You may disagree that a disengagement is equivalent to a human having an accident, but I strongly feel that it is. In either case, you have a situation where the driver reached a point where it was definitively unable to determine an appropriate next action.
“Perhaps that’s because, as it turns out, Teslas on Autopilot could have a higher fatal accident rate than those driven entirely by humans.”
They still have backup drivers mostly though.
Tesla makes this very clear.
It's also all over the Internet.
But there will always be people who do not get this.
Those people should not drive Teslas, or pretty much any modern car for that matter.
If you are under the impression that you would be relying on this system to drive the car, then I agree you should not get a Tesla.
Of course full self driving is coming at some point, but that's a conversation for another day. Meantime Tesla is making steps toward it very incrementally with things like the "stop mode" rolling out right now.

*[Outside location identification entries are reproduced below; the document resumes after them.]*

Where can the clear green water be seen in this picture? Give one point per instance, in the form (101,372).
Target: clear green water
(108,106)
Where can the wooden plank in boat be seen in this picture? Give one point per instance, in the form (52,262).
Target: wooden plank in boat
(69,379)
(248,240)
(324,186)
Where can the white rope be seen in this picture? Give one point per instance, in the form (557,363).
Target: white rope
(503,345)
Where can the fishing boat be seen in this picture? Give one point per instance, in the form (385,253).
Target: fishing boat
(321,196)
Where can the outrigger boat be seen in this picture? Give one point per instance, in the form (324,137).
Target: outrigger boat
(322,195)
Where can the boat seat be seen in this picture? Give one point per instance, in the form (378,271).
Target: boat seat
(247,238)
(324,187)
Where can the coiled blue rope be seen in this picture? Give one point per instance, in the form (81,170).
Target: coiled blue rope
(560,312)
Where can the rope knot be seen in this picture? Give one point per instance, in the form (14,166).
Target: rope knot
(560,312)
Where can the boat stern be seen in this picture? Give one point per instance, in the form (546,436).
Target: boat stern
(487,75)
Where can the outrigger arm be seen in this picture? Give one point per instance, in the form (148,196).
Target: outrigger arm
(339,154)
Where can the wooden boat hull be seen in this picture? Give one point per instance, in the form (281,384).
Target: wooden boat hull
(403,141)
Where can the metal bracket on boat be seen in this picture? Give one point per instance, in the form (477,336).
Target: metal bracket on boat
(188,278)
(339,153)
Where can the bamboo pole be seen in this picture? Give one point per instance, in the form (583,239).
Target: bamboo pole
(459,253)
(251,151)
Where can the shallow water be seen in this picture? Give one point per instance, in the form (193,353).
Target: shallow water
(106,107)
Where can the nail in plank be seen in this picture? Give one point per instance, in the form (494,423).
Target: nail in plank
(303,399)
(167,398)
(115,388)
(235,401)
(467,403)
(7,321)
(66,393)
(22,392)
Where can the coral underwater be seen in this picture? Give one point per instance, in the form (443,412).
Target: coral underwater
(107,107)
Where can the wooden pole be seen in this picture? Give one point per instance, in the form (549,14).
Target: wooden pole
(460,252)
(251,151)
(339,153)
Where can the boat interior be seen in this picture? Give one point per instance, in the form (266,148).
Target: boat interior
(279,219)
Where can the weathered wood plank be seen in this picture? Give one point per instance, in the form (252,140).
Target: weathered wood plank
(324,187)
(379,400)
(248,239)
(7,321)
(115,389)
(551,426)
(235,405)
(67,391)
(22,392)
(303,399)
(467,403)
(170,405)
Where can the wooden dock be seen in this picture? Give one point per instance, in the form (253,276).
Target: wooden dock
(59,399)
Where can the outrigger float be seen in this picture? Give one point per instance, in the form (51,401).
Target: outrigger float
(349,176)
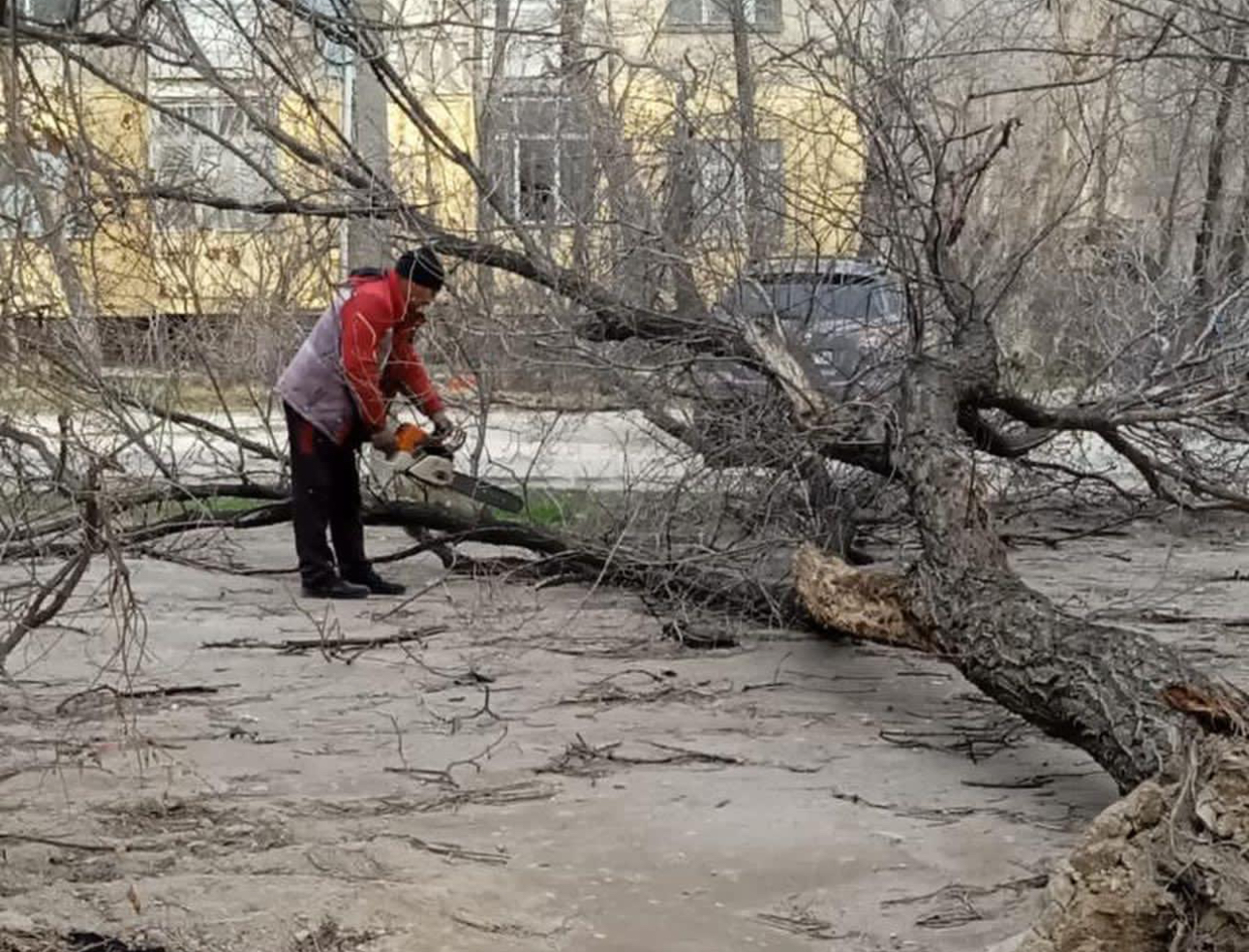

- the driver is still present and will most of the time intervene and save his life(there are some youtube videos where the Tesla AI was trying to kill the driver and those incidents don't appear as accidents int the stats)
- "autopilot" is engaged mostly on highways , but the statistics are not accounting for this
- they are also comparing the safety of a new car versus the median of all cars(old and new, cheap or expensive) on all demographics(how many teens own a Tesla?)
I would like that Tesla make all the data open or have an independent group analyze it, including the disengagements, I wonder how isolated are the cases where the car is driving you into trucks or stone wall but the drivers intervened and saved themselves and also saved Tesla from a bad statistic.
Autopilot has the luxury of being able to / requiring disengagement in less-than-favorable driving conditions. Humans don't.
A fair comparison would be comparing against the miles/conditions/roads driven.
Watching the AI visualization of summons in-action was horrifying, and made clear why many have reported summons mode as resembling a drunk person navigating a parking lot.
I also think the way Tesla is going about this is utterly idiotic and reckless. It upsets me that I'm sharing roads with vehicles having these dysfunctional immature systems.
Point this crap at video game engines and don't let it anywhere near real people until it can drive millions of virtual miles in something like GTA without hitting anyone/anything and without behaving like a drunk driver who lost their glasses.
If bad human drivers killed only themselves, that would be one thing, plenty of Darwin awards to go around. But they don't. I do value reducing traffic fatalities to near zero. I think that would be fantastic.
The GTA idea is a good one. I think they've done that, many times over, but I could be wrong.
They way Tesla is doing it is interesting. Have human supervision, so even though the system may behave as you say like a drunk driver who lost their glasses, at least the human is there keeping it in check.
Humans aren't perfect, but I've found (and statistics have shown) that the system plus a human is better than a human alone. That alone should make you less upset. These cars are less reckless than cars driven by humans.
Human supervision is just one element of the very smart way Tesla is going about this. The other element is incremental changes. A lot can be said about that but I won't now. Teslas are getting small and big safety improvements that roll out over time as full self driving gets closer and closer. This should make you feel better.
If you see a Tesla in autopilot, it won't be tailgating. If you see people tailgating in a Tesla, you can be sure autopilot is not turned on. Even with the follow distance set to the lowest, the distance kept is larger than what is done by most humans. This should also make you less upset.
When driving in stop and go traffic with Teslas with autopilot on, if the owner sets the follow distance to say the middle range, you'll find you are often able to merge in in front of them, because they allow space for that (and for safety). This should help too.
Over time, the system is getting better and better. Eventually, it will all be ok!